Tour cycliste de Guadeloupe 2026 : pâtes, gels et jus de cornichon… dans l’assiette des coureurs de la JCA
On les voit pédaler pendant plusieurs heures, avaler les kilomètres et franchir les cols. Mais on s’interroge rarement sur ce qu’ils mangent pour tenir le rythme. Pourtant, au Tour cycliste international de la Guadeloupe, l’alimentation est aussi importante que l’entraînement.
Dès le petit-déjeuner, chacun a ses habitudes. Certains privilégient le fromage blanc, d’autres les céréales. Maël Vingadassamy, lui, ne déroge pas à la tradition familiale : il commence la journée avec une crème de maïs préparée par sa mère.
« Cela me cale au début et j’accompagne avec les sucres lents, comme les pâtes. »
Maël Vingadassamy, coureur de la JCA
Des pâtes… dès le matin. Riches en glucides, elles permettent de constituer les réserves d’énergie avant plusieurs heures d’effort.
En revanche, certains aliments sont à éviter.
« Il ne faut pas manger trop gras ni trop acide. Par exemple, l’ananas, la tomate, tout ce qui est acide… Ça peut nous brûler l’estomac pendant l’effort. »
Jérémy Deloumeaux, coureur de la JCA
Une alimentation millimétrée
Une demi-heure avant le départ, place à la préparation des bidons et du ravitaillement.
Les coureurs remplissent leurs gourdes d’une boisson riche en électrolytes, indispensable pour compenser les pertes en eau et en sels minéraux.
« On perd du sel, on perd de l’eau. Ce n’est pas comme un sirop de grenadine. Là, il y a aussi du magnésium. C’est vraiment plus complet. »
Derick Claire, directeur sportif adjoint JCA
Dans les poches du maillot, chacun emporte également plusieurs gels énergétiques.
Peu appétissants au premier abord, ils sont pourtant riches en glucides rapidement assimilés par l’organisme.
« C’est un ratio entre le fructose et le glucose. Avoir un bon équilibre entre les deux permet une meilleure assimilation par le corps. »
Jérémy Deloumeaux, coureur de la JCA
Un gel est consommé toutes les vingt à trente minutes. Les coureurs emportent aussi des barres salées pour refaire le plein en minéraux… et parfois un produit plus surprenant : du jus de cornichon.

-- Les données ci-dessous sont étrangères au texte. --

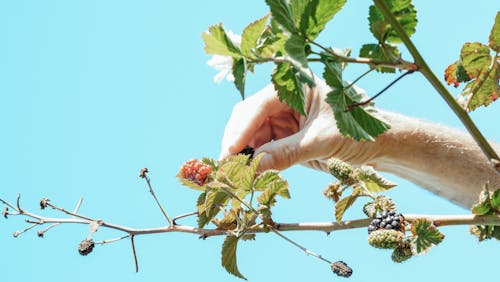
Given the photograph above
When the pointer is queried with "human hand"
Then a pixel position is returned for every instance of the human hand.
(287, 138)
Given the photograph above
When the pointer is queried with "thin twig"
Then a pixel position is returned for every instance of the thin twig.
(307, 251)
(112, 240)
(148, 181)
(135, 254)
(439, 86)
(362, 103)
(183, 216)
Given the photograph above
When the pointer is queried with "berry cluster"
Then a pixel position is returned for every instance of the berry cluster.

« Quand on sent arriver les crampes, on le prend. Il fait son petit effet miracle et stoppe les crampes. »
Jérémy Deloumeaux, coureur de la JCA
Pendant la course, les ravitaillements se font en quelques secondes seulement, au passage de la voiture de l’équipe.
Plus de 3 000 calories dépensées
Une fois la ligne d’arrivée franchie, les poches des maillots sont presque vides.
Après plus de quatre heures d’effort, les organismes ont dépensé plus de 3 000 calories. La récupération commence immédiatement avec une boisson spécialement conçue pour reconstituer les réserves énergétiques.
« L’utilité de cette boisson, c’est d’apporter de la récupération et des glucides. »
Jérémy Deloumeaux, coureur de la JCA
Habitués à surveiller leur alimentation tout au long du Tour, les coureurs s’accordent malgré tout, de temps à autre, un petit plaisir. Mais celui-là… ils préfèrent le garder pour eux.